Law Minister Anisul Huq says he has told authorities at Dhaka Central Jail to prepare for war criminal Mohammad Kamaruzzaman’s execution.
The Jamaat-e-Islami leader will, however, get the time to seek pardon from the president, he told a press briefing on Wednesday evening.
The law minister was talking to reporters at his home amid arguments over the possibility of a review petition at this stage.
Kamaruzzaman’s lawyers have stated that they will seek review while prosecutors say there is no provision for it.
Last Monday, death sentence for Kamaruzzaman was upheld by the Supreme Court in the final judgment of his appeal against the verdict passed by the International Crimes Tribunal-2 last year.
“There might be questions around a review of the verdict. Death sentence for a case like this has already been carried out. The Appellate Division had rejected the review filed then.
“It is hereby dismissed, it was said in that order,” said Huq about the step by war criminal Abdul Quader Molla’s defence before his execution on Dec 12 last year.
“So we can take into account that there is precedence for rejection of review petition by the honourable Appellate Division. I have to take that and order preparations for carrying out the verdict. And I have given that order.”
Asked whether there was a need for a full verdict before an execution, he said, “There is no mention of a full verdict anywhere… if you abide by the jail code or not.
“What’s mentioned is a short order. A short order is what authorises it.”
Before Huq, Attorney General Mahbubey Alam said he believed there was no need to get a full verdict for hanging the guilty. He also reiterated that there was no scope for review.
“Being a tribunal official, I cannot comment on its procedures. We will take measures according to orders,” said Deputy Registrar Arunabha Chakraborty, when asked if the execution will follow a full verdict from the Appellate Division.
What is the usual way to carry out a sentence, he was asked, to which he said: “There is no norm yet, since only one of the tribunals’ verdict has been carried out. We’ll have to work according to directions.”
Kamaruzzaman was visited by 10 members of his family at Dhaka Central Jail in the morning. When asked if it was their last visit, Hassan Imam, one of his sons, said they meet their father often and was confident that it will not be their last one.
Terming his father’s judgment for death penalty the result of an ‘ideological’ one, Hassan Iqbal, his eldest son, asked people to pray for him.
Kamaruzzaman, acting president of Jamaat’s erstwhile student wing Islami Chhatra Sangha at Mymensingh, was found guilty of genocide, murder and torture during the 1971 war.

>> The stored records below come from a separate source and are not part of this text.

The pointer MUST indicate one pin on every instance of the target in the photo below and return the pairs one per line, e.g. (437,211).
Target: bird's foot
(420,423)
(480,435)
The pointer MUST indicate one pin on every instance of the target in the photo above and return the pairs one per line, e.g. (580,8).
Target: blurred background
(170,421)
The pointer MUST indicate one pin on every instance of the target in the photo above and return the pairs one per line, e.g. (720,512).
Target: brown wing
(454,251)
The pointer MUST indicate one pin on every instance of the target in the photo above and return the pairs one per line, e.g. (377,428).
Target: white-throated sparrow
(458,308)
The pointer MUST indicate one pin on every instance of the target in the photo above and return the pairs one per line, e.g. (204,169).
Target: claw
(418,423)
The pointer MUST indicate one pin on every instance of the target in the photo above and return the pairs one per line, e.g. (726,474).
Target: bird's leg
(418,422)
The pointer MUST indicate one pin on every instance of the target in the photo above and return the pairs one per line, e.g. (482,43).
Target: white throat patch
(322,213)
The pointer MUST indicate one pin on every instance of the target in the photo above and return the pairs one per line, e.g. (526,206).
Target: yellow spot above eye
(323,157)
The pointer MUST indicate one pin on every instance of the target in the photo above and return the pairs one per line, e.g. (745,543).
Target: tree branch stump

A commander of vigilante group Al-Badr, he was handed death for aiding Pakistani Army in killing 120 men and raping of women at Sohaghpur, a village at Sherpur’s Nalitabarhi.
Following Molla
The war crimes case against Jamaat’s Abdul Quader Molla was the first to be finalised after the first tribunal was set up in 2010. Molla, who coined the name ‘the Butcher of Mirpur’ for his war time atrocities, hanged on Dec 12.
His full verdict had come out two and a half months after his sentence was increased to death by the Appellate Division verdict on Sept 17.
On Dec 8, a two-page death warrant along with his 790-page verdict, wrapped in red cloth, was sent to the Dhaka Central Jail from the tribunal.
Shamsul Hoque Tuku, then junior minister for home, said the legal process to hang Molla was completed. On Dec 10, he said the war criminal chose not to plead for presidential pardon.
The prison authorities had scheduled the hanging at 12:01am that night but a sudden order by a Supreme Court chamber judge, approached by Molla’s defence, halted their preparations.
The review petition filed that night was, however, dismissed on Dec 12 after hearings on two days.
Molla’s family was seen arriving for a final visit at the Dhaka Central Jail that very evening. And on 10:01pm, the ‘Butcher of Mirpur’ was hanged by neck, the very first execution following a sentence by Bangladesh’s war crimes tribunal.
It is almost certain that a review will not apply to Kamaruzzaman, since the one over Molla was thrown out.